The man did, and Rubio touched the top card. The onlookers fell silent, as if they were also trying to tune into the card. Wayne admired Rubio’s sense of drama, letting the moment play out. Rubio took his fingers off the card and the man picked it up.
“It feels like the jack of hearts,” Rubio said.
The man turned the card over, revealing that Rubio had predicted it correctly. Or else examined the marks hidden in the patterns on the back of the card.
“Four of nine,” the man said, with a slight bit of awe.
“Is he cheating?” whispered a woman in the back of the room.
“Probably,” said a man in a black turtleneck. “But it’s a good act.”
“I checked the cards myself,” Wayne said. “He’s legit.”
As far as I know.
Wayne had found Cristos Rubio through an Internet search, figuring a psychic would round out the conference and give some of the low-energy types a reason to skip out on the hunts.
“One more,” Rubio said. “I should be good to pick at least 50 percent.”

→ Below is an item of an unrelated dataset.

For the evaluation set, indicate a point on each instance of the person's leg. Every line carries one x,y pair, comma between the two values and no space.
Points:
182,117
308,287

The man went through the routine again and this time Rubio correctly guessed three of clubs. This elicited a few “oohs” and “aahs,” as well as a little muttering. Gelbaugh, leaning against the wall wearing his patented smirk, offered, “Hardly a controlled experiment.”

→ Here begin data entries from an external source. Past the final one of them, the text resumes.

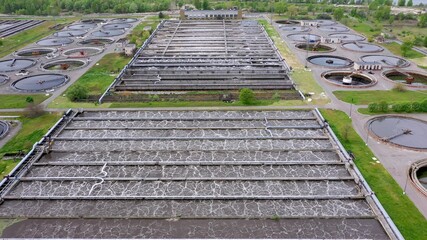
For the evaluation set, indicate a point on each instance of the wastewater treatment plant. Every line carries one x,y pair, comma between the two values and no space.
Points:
207,124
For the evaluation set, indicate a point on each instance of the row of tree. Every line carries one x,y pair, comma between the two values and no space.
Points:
54,7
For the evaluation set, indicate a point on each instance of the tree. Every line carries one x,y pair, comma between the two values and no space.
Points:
247,96
338,14
406,48
77,92
205,5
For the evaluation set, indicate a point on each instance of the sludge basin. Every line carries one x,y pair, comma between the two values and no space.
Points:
11,65
362,47
411,78
386,61
40,82
55,41
82,52
64,65
34,52
330,61
349,79
109,33
96,41
400,131
299,37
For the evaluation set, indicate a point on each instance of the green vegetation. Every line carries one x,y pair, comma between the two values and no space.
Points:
100,76
366,97
20,100
18,41
410,221
49,7
303,79
32,130
77,92
396,49
247,96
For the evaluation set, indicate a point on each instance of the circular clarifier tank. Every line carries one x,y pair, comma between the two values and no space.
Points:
70,33
349,79
108,33
82,52
326,22
124,20
314,47
94,21
330,61
114,26
3,79
400,131
64,65
4,129
333,28
288,22
96,41
11,65
41,82
34,52
83,26
386,61
299,37
362,47
347,37
411,78
295,29
55,41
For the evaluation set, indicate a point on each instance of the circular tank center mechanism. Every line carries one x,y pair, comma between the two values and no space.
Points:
300,37
3,79
108,33
82,52
96,41
362,47
70,33
333,28
11,65
124,20
115,26
95,20
386,61
41,82
349,79
34,52
407,77
83,26
314,47
330,61
295,28
400,131
55,41
64,65
4,128
347,37
288,22
326,22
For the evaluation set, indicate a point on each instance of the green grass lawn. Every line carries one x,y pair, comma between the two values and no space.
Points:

The man who was dealing the cards, whose face was pointed like a weasel’s, though he had gambler’s eyes, said, “Why don’t you try one?”

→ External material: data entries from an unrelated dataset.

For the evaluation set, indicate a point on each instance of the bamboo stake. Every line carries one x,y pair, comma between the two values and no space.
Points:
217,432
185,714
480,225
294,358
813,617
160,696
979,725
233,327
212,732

Good theater, Digger thought. I might have to make this a regular part of Haunted Computer Productions.
Gelbaugh eased his way through the crowd, strolling like a motion-picture sheriff headed for a showdown. “Let’s try my deck,” he said, fishing inside his sports jacket. “Then we’ll know it’s clean.”
Unless you two varmints is in cahoots.
Gelbaugh pulled out a deck with an elaborate, mystic design on the card backs, replete with stars, moons, comets, and other celestial bodies against a midnight-blue background. He set the deck on the coffee table, cut it, and said, “Try the top one.”
Rubio touched the deck, closed his eyes, and frowned, the deep creases of his forehead as eroded as the Andean Mountains of Peru, his country of origin. His thick, dark eyebrows worked up and down in concentration. “These are not playing cards,” he whispered after a moment.
“Sure, they are,” Gelbaugh said. “We’re playing a game, aren’t we?”
“Don’t push it,” Wayne said.
“What’s the matter?” Gelbaugh looked around at the assembled audience, several of whom appeared to be silently supporting him. “You don’t want anyone to peek behind the curtain?”
Wayne was resigning himself to another verbal shootout with Gelbaugh when Rubio cut in with renewed strength in his voice. “I see.”
Gelbaugh’s smile dropped into an O of surprise, and Wayne’s pulse leaped at the cheap victory. If Gelbaugh were left dead in the street, his trigger finger cold and limp, then the conference attendees might be able to relax and enjoy themselves.
“Okay,” Gelbaugh said. “Wing it.”
“Is Tarot,” Rubio said.
Gelbaugh’s face went impassive. “Obvious,” he said. “The design gives that one away.”
“From India.”
“Wrong. These are from Poland.”
“Designed in Poland. Printed in India.”
Gelbaugh remained inscrutable. “Much of the world’s printing is done in India.”
“It’s moving to Hong Kong and China,” said a man in a tie that featured a ghost drinking a martini and bearing the logo “Blithe spirit.” “I’m in advertising. All those crazy chemicals and no regulations, plus there’s more merchant ships.”
“Thank you for the trivia quiz,” Gelbaugh said. “But I’m sure you folks want to get back to chasing figments of your imagination, so let’s get this over with.”